Africa: World Economy 'Weakest Since 30s'

Vanguard

3 December 2008


Lagos — The United Nations says the world economy faces its worst downturn since the Great Depression.

It expects world economic output to shrink by as much as 0.4 percent in 2009, due to a slump among developed countries - particularly the US and in Europe.

This would mark the world economy's first year of contraction since the 1930s, the UN said. The report added that there had been complacency about the impact of the financial crisis on poorer countries.

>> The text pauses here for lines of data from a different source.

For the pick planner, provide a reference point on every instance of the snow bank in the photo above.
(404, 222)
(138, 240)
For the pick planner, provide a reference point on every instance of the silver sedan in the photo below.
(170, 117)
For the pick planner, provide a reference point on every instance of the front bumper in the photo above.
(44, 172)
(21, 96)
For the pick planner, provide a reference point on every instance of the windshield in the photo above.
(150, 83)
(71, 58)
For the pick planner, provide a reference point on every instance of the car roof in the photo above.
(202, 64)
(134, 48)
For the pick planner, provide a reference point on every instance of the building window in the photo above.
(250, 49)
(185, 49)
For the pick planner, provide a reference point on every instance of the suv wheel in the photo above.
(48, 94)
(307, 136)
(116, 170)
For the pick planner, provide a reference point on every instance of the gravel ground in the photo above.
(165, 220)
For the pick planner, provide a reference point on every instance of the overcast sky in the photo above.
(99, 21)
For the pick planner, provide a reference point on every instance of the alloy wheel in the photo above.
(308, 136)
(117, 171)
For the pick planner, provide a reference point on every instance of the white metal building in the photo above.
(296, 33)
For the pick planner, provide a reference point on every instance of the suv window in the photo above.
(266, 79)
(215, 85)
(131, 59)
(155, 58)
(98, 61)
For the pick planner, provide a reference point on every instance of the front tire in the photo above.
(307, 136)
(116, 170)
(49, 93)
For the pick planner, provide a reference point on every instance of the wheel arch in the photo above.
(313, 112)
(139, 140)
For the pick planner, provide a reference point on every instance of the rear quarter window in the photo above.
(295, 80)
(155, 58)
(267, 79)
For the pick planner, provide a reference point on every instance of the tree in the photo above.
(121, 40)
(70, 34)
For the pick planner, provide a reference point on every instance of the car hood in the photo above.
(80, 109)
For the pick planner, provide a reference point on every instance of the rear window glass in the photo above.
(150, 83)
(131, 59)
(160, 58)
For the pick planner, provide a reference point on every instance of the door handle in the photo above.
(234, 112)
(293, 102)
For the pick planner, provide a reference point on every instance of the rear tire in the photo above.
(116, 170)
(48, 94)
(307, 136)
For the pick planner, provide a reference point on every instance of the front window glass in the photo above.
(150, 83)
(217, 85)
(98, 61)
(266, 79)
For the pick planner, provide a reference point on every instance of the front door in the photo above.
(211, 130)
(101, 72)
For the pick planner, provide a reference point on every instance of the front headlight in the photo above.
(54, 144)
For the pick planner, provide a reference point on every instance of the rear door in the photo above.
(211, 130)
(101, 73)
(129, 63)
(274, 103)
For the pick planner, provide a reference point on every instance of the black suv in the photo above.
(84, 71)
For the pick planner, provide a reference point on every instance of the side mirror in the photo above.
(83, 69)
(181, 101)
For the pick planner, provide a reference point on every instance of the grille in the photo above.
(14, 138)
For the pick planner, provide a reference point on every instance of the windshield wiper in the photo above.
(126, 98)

"It seems inevitable that the major countries will see significant contraction in the immediate period ahead and that recovery may not materialise any time soon, even if the bail-out and stimulus package succeed," it says. The UN expects developed economies to shrink by up to 1.5 per cent, while developing nations should expand by at least 2.7 per cent.

But because of higher population growth in developing countries, income per capita for the world as a whole is expected to fall in 2009. And the slowing of growth in the poorest countries "suggests a significant setback in the progress made in poverty reduction in many developing countries over the past few years."

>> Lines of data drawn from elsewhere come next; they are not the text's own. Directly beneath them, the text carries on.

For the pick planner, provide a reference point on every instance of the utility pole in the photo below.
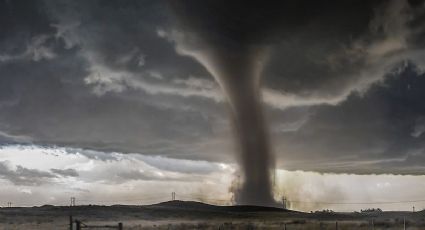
(72, 201)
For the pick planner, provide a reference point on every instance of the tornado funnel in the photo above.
(227, 44)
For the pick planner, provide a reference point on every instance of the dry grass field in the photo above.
(192, 215)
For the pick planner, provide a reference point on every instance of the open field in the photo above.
(193, 215)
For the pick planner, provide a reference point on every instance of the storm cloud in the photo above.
(343, 84)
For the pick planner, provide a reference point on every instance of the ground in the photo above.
(194, 215)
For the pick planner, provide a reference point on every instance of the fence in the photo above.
(79, 225)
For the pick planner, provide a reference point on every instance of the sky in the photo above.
(102, 100)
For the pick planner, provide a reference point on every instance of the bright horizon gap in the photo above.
(121, 176)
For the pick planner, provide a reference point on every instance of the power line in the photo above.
(356, 203)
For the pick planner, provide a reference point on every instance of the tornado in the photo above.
(228, 39)
(239, 74)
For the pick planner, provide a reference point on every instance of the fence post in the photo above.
(70, 222)
(78, 224)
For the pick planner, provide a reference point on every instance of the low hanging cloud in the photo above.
(338, 83)
(23, 176)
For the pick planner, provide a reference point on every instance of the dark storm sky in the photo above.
(344, 85)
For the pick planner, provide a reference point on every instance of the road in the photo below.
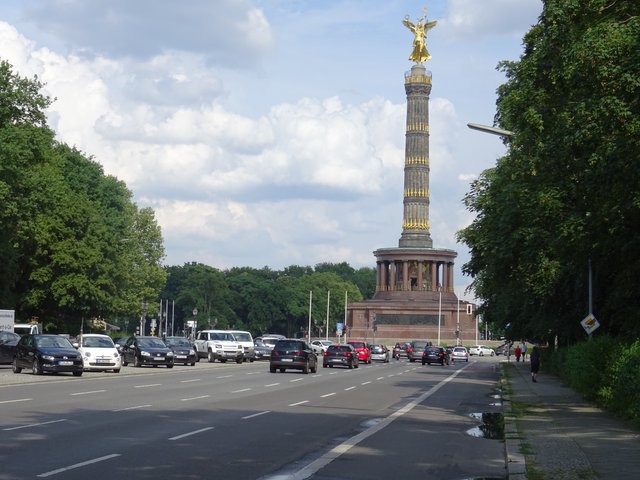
(241, 422)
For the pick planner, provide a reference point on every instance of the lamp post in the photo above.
(439, 310)
(195, 323)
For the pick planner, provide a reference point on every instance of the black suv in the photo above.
(293, 353)
(415, 349)
(146, 351)
(435, 355)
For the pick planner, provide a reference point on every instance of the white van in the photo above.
(246, 340)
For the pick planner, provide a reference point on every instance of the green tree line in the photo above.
(566, 196)
(75, 247)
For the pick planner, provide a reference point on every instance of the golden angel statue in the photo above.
(419, 53)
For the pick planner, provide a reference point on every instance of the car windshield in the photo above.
(338, 349)
(177, 342)
(289, 345)
(97, 342)
(151, 343)
(53, 342)
(242, 337)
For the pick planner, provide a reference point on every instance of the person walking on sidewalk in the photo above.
(534, 359)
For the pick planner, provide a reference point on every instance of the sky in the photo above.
(271, 132)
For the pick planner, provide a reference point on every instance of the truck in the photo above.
(218, 345)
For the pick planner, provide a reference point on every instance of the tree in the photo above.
(568, 191)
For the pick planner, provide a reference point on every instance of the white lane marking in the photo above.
(131, 408)
(34, 425)
(194, 398)
(256, 414)
(178, 437)
(345, 446)
(87, 393)
(17, 400)
(77, 465)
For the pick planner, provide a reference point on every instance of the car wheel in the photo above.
(15, 367)
(35, 367)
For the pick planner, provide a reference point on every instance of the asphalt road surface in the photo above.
(228, 421)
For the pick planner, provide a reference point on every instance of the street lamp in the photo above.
(439, 310)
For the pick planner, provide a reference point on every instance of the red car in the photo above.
(362, 349)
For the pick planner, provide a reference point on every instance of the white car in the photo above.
(481, 351)
(460, 354)
(99, 352)
(320, 346)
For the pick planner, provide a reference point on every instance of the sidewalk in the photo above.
(552, 433)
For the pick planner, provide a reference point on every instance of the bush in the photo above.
(604, 371)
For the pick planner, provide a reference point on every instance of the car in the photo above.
(460, 354)
(400, 350)
(340, 355)
(47, 353)
(293, 353)
(144, 350)
(262, 351)
(362, 349)
(380, 353)
(415, 349)
(8, 342)
(99, 352)
(183, 351)
(504, 349)
(481, 350)
(433, 354)
(119, 343)
(320, 346)
(245, 339)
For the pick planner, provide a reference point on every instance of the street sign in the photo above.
(589, 323)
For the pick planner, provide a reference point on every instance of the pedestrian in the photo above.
(535, 363)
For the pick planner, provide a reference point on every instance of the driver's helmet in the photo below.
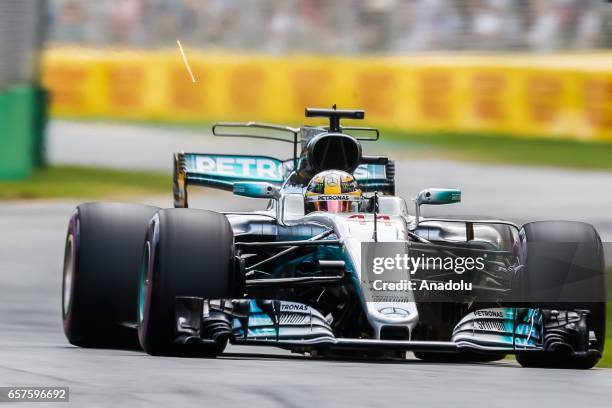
(332, 191)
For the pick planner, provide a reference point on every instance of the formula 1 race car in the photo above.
(335, 266)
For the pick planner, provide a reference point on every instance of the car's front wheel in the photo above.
(187, 253)
(565, 272)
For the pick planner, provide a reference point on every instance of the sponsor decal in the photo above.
(488, 313)
(239, 166)
(332, 197)
(294, 307)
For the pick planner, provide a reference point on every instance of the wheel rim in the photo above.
(143, 282)
(68, 275)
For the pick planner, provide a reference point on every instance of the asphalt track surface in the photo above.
(33, 350)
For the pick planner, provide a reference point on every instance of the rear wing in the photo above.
(221, 171)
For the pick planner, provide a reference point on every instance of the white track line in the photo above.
(185, 60)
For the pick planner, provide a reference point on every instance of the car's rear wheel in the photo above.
(187, 253)
(101, 263)
(565, 271)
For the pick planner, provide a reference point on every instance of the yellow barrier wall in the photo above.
(548, 96)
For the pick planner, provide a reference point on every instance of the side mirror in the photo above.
(435, 196)
(256, 189)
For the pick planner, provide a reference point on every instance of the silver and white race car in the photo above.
(379, 280)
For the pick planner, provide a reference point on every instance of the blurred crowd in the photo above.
(336, 26)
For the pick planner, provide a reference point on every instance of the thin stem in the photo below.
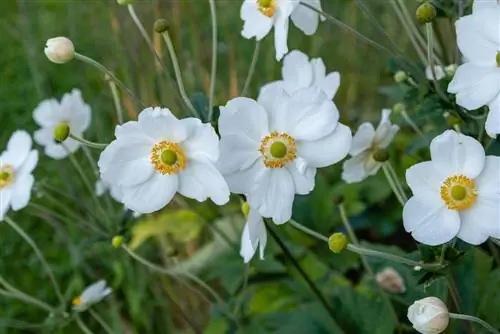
(301, 271)
(178, 74)
(213, 76)
(251, 70)
(87, 142)
(40, 256)
(471, 318)
(393, 185)
(101, 321)
(110, 74)
(116, 101)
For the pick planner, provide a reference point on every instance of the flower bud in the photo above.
(117, 241)
(380, 155)
(400, 77)
(429, 315)
(426, 12)
(390, 280)
(161, 25)
(59, 50)
(337, 242)
(61, 132)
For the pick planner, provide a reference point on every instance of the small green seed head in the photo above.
(337, 242)
(61, 132)
(426, 12)
(380, 155)
(161, 25)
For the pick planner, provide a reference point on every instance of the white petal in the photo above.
(152, 195)
(21, 192)
(363, 139)
(297, 72)
(255, 23)
(430, 222)
(475, 85)
(201, 180)
(305, 18)
(327, 150)
(457, 154)
(243, 116)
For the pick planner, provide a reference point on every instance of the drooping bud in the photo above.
(61, 132)
(426, 12)
(429, 315)
(161, 25)
(390, 280)
(337, 242)
(59, 50)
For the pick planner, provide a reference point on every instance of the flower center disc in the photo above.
(267, 7)
(459, 192)
(6, 176)
(278, 150)
(168, 158)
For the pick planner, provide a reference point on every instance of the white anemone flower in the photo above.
(299, 72)
(16, 166)
(366, 143)
(261, 16)
(477, 82)
(270, 149)
(93, 294)
(159, 155)
(254, 236)
(50, 113)
(456, 194)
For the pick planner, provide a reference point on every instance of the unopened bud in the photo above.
(337, 242)
(61, 132)
(117, 241)
(429, 315)
(426, 12)
(161, 25)
(390, 280)
(59, 50)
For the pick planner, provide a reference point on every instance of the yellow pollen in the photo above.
(278, 150)
(267, 7)
(6, 176)
(168, 158)
(459, 192)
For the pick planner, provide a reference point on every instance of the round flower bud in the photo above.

The UN's World Economic Situation and Prospects 2009 report gives three forecasts for growth next year - a baseline forecast of 1 per cent growth, a pessimistic scenario of a 0.4 per cent contraction and an optimistic scenario of 1.6 per cent growth. This compares with growth of 2.5 per cent in 2008 and 3.8 per cent in 2007.

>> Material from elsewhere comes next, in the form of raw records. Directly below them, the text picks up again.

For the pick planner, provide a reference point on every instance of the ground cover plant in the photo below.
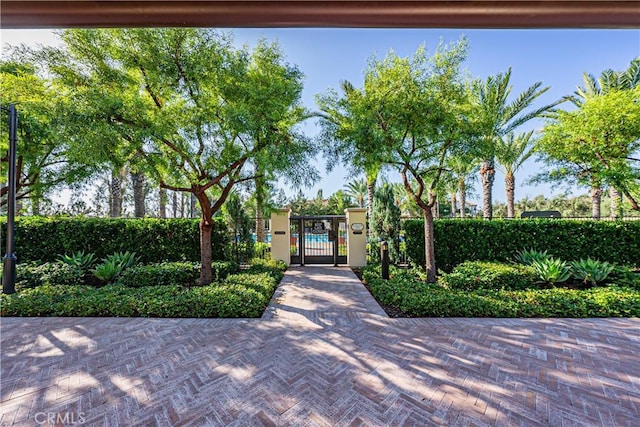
(464, 293)
(157, 290)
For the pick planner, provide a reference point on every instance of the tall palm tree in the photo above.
(463, 172)
(357, 190)
(609, 80)
(498, 117)
(511, 152)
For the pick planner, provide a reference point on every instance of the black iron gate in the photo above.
(318, 240)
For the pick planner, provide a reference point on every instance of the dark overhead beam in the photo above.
(312, 13)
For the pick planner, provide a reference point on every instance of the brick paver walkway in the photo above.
(324, 354)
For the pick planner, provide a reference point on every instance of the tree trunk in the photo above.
(115, 199)
(596, 199)
(454, 206)
(260, 234)
(429, 248)
(462, 192)
(174, 197)
(510, 186)
(487, 173)
(137, 181)
(35, 204)
(205, 251)
(371, 186)
(192, 206)
(616, 203)
(162, 197)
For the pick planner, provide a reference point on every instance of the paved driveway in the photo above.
(324, 354)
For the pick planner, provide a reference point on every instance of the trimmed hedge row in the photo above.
(150, 301)
(239, 295)
(153, 240)
(457, 241)
(414, 298)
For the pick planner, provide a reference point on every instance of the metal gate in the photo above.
(318, 240)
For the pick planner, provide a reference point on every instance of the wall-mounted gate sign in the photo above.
(318, 240)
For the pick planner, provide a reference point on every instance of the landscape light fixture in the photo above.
(9, 260)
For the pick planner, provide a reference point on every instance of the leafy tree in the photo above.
(411, 114)
(338, 202)
(195, 111)
(385, 221)
(608, 80)
(346, 128)
(498, 117)
(239, 223)
(358, 191)
(596, 145)
(43, 161)
(511, 152)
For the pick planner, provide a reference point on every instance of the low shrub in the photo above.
(499, 240)
(79, 260)
(528, 256)
(119, 301)
(31, 275)
(591, 272)
(264, 283)
(221, 269)
(552, 270)
(274, 268)
(625, 277)
(161, 274)
(413, 298)
(472, 275)
(239, 295)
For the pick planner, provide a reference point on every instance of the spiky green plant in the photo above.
(79, 260)
(552, 270)
(113, 265)
(591, 271)
(108, 270)
(528, 256)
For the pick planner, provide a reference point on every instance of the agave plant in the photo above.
(552, 270)
(124, 259)
(79, 260)
(113, 265)
(527, 257)
(591, 271)
(108, 270)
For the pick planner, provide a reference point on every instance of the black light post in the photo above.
(384, 258)
(9, 261)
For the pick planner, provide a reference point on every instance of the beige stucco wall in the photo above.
(356, 240)
(280, 235)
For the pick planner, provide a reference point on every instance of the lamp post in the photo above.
(9, 260)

Rob Vos, chief economist at the UN Secretariat and co-author of the report, said that the gloomy forecast was a distinct possibility unless financial markets calmed down and bank lending quickly returned to normal levels. "Day by day, we are getting closer to the pessimistic scenario," he said.

The world economy last contracted in the 1930s amid the Great Depression, he added.The report said that developed economies have led the downturn, but that the global nature of trade and finance meant that economic weakness had spread rapidly to developing countries. It warned that the international community had been complacent about the impact of the global financial crisis on poorer countries. They are facing higher borrowing costs and lower export growth. The UN also says that the downturn highlights key failures in the international financial system.

The reliance on the dollar as the sole reserve currency poses risks for developing countries, since a collapse in the value of the dollar could have severe effects on their earnings.

The report also calls for increased funding for the IMF and World Bank, greater international policy coordination, particularly in relation to exchange rates, and fundamental reform of the system of financial regulation.

And it says that developing countries need mechanisms to "mitigate the damaging effects of volatile capital flows and commodity prices" including additional funds during downturns when private flows tend to dry up.

The UN usually publishes its annual economic report in January but it brought forward the release of the main chapter to coincide with the UN Conference on Financing for Development in Doha, Qatar. The conference aims to track progress on development aid given fears that rich countries will cut back on aid as a result of the looming recession.